The End Of Everything
11th March 2015 – Self released
01. The End Of Everything
02. Wombat Astronaut (Beyond The Burrow)
03. Paper Moon
There’s something innately pleasing about a well constructed trilogy. Recently we’ve seen Red Seas Fire complete their own series of three EPs, charting their progression over the last few years, and now it is the turn of Sydneysider Plini to do the same. The somewhat apocalyptically titled The End Of Everything joins Other Things and Sweet Nothings – both released in 2013 – to provide what is, effectively, a progressive metal concerto in three movements.
Those familiar with Plini’s previous work, be it the preceding EPs or assorted other releases, will know what to expect: sleek and futuristic progressive metal instrumentals overlaid with virtuoso-level lead guitar that have placed Plini in the premier league of the ‘bedroom guitarists’, alongside the likes of Chimp Spanner and Cloudkicker. Of course, that ‘bedroom’ classification is something of a loaded term, potentially damning with faint praise and conjuring images of plucky amateurs. But, as with things Chimp and Cloud, such assumptions with Plini would be seriously misplaced.

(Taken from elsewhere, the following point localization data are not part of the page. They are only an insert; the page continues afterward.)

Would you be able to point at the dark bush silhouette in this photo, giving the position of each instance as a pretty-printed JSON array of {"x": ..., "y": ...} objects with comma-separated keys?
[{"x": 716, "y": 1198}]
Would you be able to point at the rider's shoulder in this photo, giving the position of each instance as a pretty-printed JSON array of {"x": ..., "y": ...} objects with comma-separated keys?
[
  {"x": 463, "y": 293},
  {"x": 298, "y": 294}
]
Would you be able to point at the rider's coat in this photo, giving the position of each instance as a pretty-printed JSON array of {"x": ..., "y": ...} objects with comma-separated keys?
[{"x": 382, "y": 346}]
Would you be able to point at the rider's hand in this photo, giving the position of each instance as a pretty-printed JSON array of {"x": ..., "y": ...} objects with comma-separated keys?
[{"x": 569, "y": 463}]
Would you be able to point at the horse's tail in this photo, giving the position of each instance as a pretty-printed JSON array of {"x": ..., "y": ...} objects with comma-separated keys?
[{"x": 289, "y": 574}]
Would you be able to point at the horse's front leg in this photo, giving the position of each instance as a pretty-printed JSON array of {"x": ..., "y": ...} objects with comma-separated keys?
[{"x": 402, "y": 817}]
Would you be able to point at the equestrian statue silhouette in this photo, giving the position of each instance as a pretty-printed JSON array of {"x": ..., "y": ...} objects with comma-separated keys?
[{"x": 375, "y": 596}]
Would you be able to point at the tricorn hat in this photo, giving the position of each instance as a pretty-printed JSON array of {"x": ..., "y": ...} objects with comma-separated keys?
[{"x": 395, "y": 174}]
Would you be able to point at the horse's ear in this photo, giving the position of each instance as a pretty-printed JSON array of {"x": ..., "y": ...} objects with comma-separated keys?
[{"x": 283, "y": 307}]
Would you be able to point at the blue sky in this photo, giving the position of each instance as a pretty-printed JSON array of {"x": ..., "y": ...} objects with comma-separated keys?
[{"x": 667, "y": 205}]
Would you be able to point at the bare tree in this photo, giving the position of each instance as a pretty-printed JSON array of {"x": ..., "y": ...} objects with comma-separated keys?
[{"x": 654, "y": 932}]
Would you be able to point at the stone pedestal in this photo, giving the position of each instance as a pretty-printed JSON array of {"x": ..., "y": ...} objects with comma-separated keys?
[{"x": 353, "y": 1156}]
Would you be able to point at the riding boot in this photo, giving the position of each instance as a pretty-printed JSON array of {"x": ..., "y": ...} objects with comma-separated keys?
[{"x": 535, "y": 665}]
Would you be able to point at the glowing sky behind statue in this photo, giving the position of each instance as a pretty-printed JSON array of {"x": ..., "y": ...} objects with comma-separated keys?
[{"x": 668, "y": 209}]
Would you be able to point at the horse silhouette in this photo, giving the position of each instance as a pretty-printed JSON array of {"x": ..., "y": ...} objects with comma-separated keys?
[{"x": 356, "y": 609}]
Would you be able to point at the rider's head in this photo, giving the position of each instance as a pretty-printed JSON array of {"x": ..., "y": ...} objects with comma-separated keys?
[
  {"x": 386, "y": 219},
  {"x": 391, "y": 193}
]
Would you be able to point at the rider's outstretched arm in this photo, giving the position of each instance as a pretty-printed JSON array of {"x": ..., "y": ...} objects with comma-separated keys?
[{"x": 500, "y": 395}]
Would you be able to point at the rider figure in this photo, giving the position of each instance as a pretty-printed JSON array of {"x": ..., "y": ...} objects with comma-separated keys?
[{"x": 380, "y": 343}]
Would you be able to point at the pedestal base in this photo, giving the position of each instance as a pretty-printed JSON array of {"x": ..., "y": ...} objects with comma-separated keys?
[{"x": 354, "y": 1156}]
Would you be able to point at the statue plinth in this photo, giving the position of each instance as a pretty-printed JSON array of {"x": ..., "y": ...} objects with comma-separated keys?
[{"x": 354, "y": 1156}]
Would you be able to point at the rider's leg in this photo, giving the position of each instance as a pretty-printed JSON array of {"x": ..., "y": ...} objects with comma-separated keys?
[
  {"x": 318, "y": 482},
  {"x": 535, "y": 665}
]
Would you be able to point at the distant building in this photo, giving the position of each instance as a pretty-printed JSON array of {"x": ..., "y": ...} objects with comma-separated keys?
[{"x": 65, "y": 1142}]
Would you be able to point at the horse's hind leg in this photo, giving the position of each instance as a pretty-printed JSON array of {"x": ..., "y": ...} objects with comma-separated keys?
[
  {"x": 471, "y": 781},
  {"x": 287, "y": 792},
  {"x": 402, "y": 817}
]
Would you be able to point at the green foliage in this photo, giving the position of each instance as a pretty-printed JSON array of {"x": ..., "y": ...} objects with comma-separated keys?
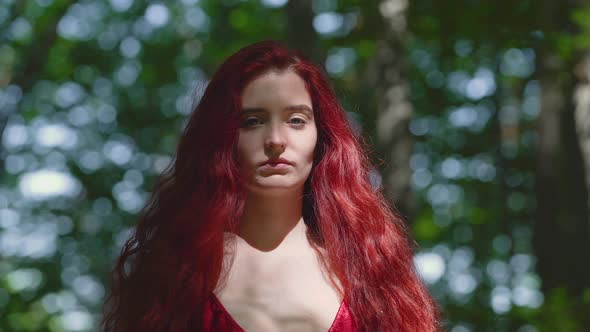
[{"x": 122, "y": 88}]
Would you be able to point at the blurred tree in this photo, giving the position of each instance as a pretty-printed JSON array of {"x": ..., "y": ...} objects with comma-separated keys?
[
  {"x": 562, "y": 227},
  {"x": 386, "y": 74}
]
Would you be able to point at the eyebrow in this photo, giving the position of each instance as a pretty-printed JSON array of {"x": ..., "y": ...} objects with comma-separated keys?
[{"x": 302, "y": 108}]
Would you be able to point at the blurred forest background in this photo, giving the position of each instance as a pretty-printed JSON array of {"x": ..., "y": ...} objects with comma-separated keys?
[{"x": 480, "y": 111}]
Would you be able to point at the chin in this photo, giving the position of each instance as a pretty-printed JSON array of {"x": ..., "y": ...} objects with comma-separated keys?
[{"x": 274, "y": 187}]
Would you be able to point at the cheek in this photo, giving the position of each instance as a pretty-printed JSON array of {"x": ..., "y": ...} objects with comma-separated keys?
[{"x": 242, "y": 149}]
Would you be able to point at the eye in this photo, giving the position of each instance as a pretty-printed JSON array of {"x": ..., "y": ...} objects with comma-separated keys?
[
  {"x": 249, "y": 122},
  {"x": 298, "y": 121}
]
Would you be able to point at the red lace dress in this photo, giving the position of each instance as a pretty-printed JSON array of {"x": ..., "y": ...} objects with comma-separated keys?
[{"x": 216, "y": 318}]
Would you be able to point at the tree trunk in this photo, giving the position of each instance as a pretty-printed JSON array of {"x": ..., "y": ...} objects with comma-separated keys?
[
  {"x": 582, "y": 122},
  {"x": 394, "y": 142},
  {"x": 561, "y": 229}
]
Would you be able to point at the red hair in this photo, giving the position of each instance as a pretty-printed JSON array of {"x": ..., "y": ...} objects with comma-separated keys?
[{"x": 173, "y": 260}]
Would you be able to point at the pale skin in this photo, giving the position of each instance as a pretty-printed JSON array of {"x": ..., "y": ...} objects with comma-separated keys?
[{"x": 276, "y": 282}]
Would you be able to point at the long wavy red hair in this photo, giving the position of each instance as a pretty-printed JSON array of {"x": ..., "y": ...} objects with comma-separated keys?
[{"x": 173, "y": 260}]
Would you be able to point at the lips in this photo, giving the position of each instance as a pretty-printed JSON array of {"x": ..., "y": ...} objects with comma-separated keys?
[{"x": 277, "y": 162}]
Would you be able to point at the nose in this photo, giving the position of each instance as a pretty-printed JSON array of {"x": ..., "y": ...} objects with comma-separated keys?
[{"x": 274, "y": 141}]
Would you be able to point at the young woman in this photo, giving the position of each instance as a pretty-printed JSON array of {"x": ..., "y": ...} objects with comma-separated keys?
[{"x": 267, "y": 221}]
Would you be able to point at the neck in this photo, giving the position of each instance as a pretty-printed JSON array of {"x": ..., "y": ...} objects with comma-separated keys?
[{"x": 269, "y": 221}]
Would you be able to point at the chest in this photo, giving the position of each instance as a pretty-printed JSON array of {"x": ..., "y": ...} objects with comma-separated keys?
[{"x": 289, "y": 291}]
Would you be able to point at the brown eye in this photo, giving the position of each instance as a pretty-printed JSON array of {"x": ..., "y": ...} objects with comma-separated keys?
[
  {"x": 249, "y": 122},
  {"x": 298, "y": 121}
]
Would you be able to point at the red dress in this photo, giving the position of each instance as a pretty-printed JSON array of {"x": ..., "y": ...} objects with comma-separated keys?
[{"x": 217, "y": 318}]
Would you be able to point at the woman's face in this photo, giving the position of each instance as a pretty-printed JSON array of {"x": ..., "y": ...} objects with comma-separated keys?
[{"x": 277, "y": 125}]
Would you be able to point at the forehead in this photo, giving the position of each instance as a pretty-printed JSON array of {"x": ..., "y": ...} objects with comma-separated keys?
[{"x": 276, "y": 89}]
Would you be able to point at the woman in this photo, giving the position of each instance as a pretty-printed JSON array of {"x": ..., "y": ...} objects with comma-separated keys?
[{"x": 266, "y": 221}]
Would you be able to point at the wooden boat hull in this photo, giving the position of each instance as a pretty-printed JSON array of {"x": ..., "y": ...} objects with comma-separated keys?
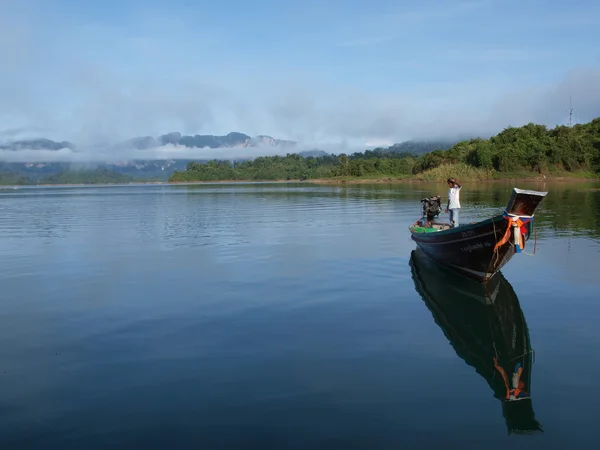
[
  {"x": 479, "y": 250},
  {"x": 486, "y": 327}
]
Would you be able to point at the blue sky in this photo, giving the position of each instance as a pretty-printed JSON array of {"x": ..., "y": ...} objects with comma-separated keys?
[{"x": 354, "y": 72}]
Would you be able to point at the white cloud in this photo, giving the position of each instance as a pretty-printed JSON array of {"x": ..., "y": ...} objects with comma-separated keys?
[{"x": 102, "y": 84}]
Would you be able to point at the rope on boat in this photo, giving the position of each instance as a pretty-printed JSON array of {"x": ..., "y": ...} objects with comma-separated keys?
[{"x": 514, "y": 222}]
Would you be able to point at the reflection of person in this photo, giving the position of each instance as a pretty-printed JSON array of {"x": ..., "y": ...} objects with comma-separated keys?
[
  {"x": 518, "y": 387},
  {"x": 453, "y": 200}
]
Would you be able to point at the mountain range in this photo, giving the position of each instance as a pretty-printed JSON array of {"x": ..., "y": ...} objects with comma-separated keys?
[
  {"x": 231, "y": 140},
  {"x": 161, "y": 169}
]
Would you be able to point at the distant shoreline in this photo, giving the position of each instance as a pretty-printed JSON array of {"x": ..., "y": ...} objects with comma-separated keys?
[
  {"x": 389, "y": 180},
  {"x": 328, "y": 181}
]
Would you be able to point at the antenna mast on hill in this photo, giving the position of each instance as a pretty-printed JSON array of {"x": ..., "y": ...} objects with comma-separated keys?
[{"x": 570, "y": 113}]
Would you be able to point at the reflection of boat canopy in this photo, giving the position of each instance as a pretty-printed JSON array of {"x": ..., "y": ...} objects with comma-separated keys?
[
  {"x": 487, "y": 329},
  {"x": 478, "y": 250}
]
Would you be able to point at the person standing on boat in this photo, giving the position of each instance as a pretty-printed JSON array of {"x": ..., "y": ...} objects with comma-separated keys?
[{"x": 453, "y": 205}]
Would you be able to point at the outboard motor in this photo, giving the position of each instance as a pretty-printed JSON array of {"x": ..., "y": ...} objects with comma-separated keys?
[{"x": 431, "y": 208}]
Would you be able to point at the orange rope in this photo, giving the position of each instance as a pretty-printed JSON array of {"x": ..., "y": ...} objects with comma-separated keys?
[{"x": 512, "y": 222}]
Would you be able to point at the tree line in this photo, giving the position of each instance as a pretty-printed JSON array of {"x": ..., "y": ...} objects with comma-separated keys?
[{"x": 530, "y": 149}]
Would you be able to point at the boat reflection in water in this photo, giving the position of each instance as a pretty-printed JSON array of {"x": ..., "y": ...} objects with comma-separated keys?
[{"x": 486, "y": 327}]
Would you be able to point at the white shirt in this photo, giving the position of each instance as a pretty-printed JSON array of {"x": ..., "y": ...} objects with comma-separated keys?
[{"x": 453, "y": 197}]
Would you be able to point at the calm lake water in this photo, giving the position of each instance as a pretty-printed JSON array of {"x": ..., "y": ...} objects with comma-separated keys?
[{"x": 234, "y": 316}]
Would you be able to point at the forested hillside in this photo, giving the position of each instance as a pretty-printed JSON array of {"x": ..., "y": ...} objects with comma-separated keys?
[{"x": 523, "y": 151}]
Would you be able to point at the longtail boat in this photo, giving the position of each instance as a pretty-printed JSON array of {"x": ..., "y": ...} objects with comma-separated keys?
[
  {"x": 477, "y": 250},
  {"x": 486, "y": 327}
]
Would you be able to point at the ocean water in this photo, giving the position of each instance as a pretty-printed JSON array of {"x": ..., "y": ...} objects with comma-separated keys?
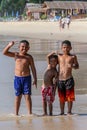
[{"x": 39, "y": 49}]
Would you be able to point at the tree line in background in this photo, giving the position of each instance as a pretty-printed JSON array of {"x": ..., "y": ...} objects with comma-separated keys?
[{"x": 15, "y": 8}]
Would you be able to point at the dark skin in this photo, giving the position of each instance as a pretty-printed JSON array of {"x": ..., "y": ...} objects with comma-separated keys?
[
  {"x": 50, "y": 78},
  {"x": 66, "y": 62},
  {"x": 23, "y": 63}
]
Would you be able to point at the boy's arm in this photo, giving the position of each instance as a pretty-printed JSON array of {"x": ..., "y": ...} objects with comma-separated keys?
[
  {"x": 75, "y": 64},
  {"x": 33, "y": 69},
  {"x": 6, "y": 50}
]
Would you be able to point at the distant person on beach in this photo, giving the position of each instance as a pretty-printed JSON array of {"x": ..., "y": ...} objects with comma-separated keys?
[
  {"x": 49, "y": 85},
  {"x": 66, "y": 62},
  {"x": 67, "y": 21},
  {"x": 24, "y": 62}
]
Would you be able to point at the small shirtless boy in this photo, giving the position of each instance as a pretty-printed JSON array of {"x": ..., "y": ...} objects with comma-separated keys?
[
  {"x": 66, "y": 62},
  {"x": 22, "y": 81},
  {"x": 49, "y": 84}
]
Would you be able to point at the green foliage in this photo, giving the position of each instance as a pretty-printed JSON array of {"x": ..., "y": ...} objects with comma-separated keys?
[{"x": 12, "y": 5}]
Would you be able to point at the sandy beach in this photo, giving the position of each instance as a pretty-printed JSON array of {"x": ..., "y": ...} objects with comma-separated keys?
[{"x": 47, "y": 30}]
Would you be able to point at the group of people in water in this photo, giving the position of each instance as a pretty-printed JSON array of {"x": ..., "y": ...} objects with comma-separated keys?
[{"x": 57, "y": 77}]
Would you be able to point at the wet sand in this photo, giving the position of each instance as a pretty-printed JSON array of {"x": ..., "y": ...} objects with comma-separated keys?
[{"x": 47, "y": 30}]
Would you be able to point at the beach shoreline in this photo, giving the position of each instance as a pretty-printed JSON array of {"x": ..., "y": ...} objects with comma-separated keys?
[{"x": 47, "y": 31}]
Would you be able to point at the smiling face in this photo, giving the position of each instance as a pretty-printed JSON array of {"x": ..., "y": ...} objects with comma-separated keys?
[
  {"x": 23, "y": 48},
  {"x": 66, "y": 48}
]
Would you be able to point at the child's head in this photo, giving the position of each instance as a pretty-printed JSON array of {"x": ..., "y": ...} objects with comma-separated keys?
[
  {"x": 53, "y": 60},
  {"x": 66, "y": 46},
  {"x": 24, "y": 46}
]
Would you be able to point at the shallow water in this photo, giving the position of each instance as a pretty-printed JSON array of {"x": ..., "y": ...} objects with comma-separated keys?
[{"x": 39, "y": 49}]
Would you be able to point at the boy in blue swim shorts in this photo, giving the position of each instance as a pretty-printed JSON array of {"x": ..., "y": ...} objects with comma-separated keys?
[{"x": 24, "y": 62}]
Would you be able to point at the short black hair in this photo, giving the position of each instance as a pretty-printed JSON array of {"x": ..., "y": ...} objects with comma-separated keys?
[
  {"x": 53, "y": 56},
  {"x": 67, "y": 42},
  {"x": 24, "y": 41}
]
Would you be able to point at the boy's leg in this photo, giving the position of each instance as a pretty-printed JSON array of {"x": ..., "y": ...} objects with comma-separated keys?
[
  {"x": 50, "y": 109},
  {"x": 45, "y": 107},
  {"x": 17, "y": 103},
  {"x": 62, "y": 105},
  {"x": 70, "y": 103},
  {"x": 28, "y": 103}
]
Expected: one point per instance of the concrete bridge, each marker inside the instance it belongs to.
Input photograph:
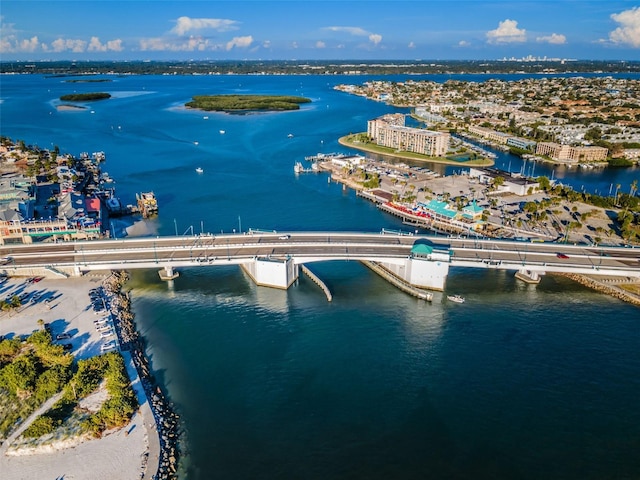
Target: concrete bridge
(273, 259)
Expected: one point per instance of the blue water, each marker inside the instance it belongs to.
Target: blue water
(519, 382)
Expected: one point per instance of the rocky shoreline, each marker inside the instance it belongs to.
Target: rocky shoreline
(167, 420)
(599, 286)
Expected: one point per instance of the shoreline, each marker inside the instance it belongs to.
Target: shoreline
(166, 420)
(410, 156)
(602, 287)
(148, 446)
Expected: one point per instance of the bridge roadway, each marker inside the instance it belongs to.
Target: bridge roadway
(305, 247)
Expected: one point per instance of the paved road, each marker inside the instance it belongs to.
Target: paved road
(311, 246)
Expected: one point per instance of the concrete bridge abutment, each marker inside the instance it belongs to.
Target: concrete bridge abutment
(272, 272)
(429, 271)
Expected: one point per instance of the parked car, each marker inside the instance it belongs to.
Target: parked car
(105, 347)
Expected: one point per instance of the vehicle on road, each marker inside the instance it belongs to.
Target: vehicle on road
(105, 347)
(455, 298)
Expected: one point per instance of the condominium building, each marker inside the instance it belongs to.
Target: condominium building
(489, 134)
(569, 154)
(390, 131)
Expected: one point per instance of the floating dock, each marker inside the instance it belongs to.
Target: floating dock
(318, 281)
(147, 204)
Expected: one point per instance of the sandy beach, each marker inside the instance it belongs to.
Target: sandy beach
(119, 454)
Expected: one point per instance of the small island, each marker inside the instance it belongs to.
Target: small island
(246, 103)
(85, 97)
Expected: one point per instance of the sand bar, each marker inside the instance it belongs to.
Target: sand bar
(122, 453)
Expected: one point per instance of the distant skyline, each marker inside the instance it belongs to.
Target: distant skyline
(32, 30)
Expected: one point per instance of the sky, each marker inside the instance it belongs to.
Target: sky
(32, 30)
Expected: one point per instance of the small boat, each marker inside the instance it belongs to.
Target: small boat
(455, 298)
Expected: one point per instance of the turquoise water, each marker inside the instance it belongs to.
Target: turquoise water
(519, 382)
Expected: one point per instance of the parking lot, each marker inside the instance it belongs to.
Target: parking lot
(65, 307)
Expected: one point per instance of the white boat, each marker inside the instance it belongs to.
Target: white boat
(455, 298)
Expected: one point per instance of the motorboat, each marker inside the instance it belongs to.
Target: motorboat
(456, 298)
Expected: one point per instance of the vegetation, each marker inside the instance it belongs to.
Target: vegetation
(30, 373)
(115, 412)
(240, 103)
(34, 370)
(361, 141)
(122, 401)
(84, 97)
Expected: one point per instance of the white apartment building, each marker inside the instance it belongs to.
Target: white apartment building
(569, 154)
(390, 131)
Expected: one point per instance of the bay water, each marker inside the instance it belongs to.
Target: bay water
(520, 381)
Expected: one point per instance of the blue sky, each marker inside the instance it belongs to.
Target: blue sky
(318, 29)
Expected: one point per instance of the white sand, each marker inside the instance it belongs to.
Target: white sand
(118, 455)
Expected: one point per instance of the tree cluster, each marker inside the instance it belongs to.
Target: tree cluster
(235, 103)
(30, 372)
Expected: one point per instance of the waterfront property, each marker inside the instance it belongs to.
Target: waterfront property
(273, 259)
(390, 131)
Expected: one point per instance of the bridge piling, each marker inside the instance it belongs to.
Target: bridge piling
(168, 273)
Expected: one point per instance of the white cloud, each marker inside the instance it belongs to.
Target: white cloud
(374, 38)
(30, 45)
(240, 42)
(187, 24)
(95, 45)
(63, 45)
(629, 30)
(507, 32)
(191, 44)
(554, 38)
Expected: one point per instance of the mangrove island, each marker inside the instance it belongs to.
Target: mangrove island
(85, 97)
(246, 103)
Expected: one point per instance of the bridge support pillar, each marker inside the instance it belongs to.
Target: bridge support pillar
(168, 273)
(272, 272)
(430, 273)
(528, 276)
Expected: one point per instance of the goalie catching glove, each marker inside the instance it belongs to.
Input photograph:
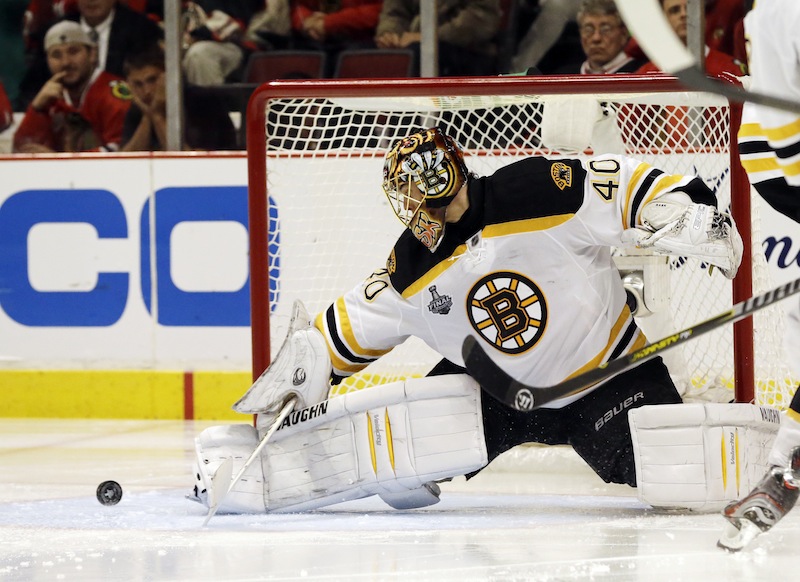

But this is not entirely a one-man endeavour. Whilst Plini himself steers the ship, laying down the outlines of the tracks, he has brought a number of other musicians on board to complete the sound. For starters, there is his long-standing relationship with pianist Luke Martin, who has contributed to all three EPs despite being UK based (thank heavens for the internet). But in addition to this, in a first for Plini, The End Of Everything also features a fully live rhythm section, in the form of Simon Grove on bass, and Marco Minneman on drums.
Whilst there was nothing intrinsically wrong with the programmed drumming on the previous EPs, Marco’s inspired contributions to The End Of Everything prove there really is no substitute for the human touch. Given a free rein to embellish the songs, the results are richer, fuller and more subtle, simultaneously lifting and complementing the base tracks laid down by Plini. The EP sounds so cohesive it verges on miraculous, considering the distinct possibility that the musicians involved in its creation have never been in the same physical location at the same time.
Were all this not enough, two of the three tracks that comprise the EP feature guest solos from the very cream of modern progressive metal: Chris Letchford of Scale The Summit and Jakub Zytecki of DispersE. Chris had already spoken publicly about his enjoyment of Plini’s work, and apparently pounced on the opportunity to contribute. That’s a high degree of endorsement, right there.
The cohesion of the sound extends to the songwriting, with the three tracks neatly following on from one another to give a genuine sense of progression over the relatively short runtime. After a suitably bombastic opening, the title track settles back into a gently bubbling groove, which is deftly accentuated by Marco’s snappy drumming. The fantastically named “Wombat Astronaut“, itself more of a collaborative effort with Luke, carries a vibe not dissimilar to a jazz outfit like EST, before “Paper Moon” brings the piece full circle back into more metal territory.
On its own, The End of Everything is almost devastatingly short, but combined with its sister releases, it provides a fitting grand finale to a showcase of a quite remarkable talent. Whilst the technical musicianship on display throughout is exemplary, there is still plenty to engage and absorb listeners beyond the scope of a masterclass in stunt guitar acrobatics. The End Of Everything is a genuine journey. It is progressive in the most literal sense of the word, transporting the listener to a place far beyond that which they might reasonably expect to reach in less than twenty minutes.
So, with the broader journey of this trilogy now complete, one question remains: where to next?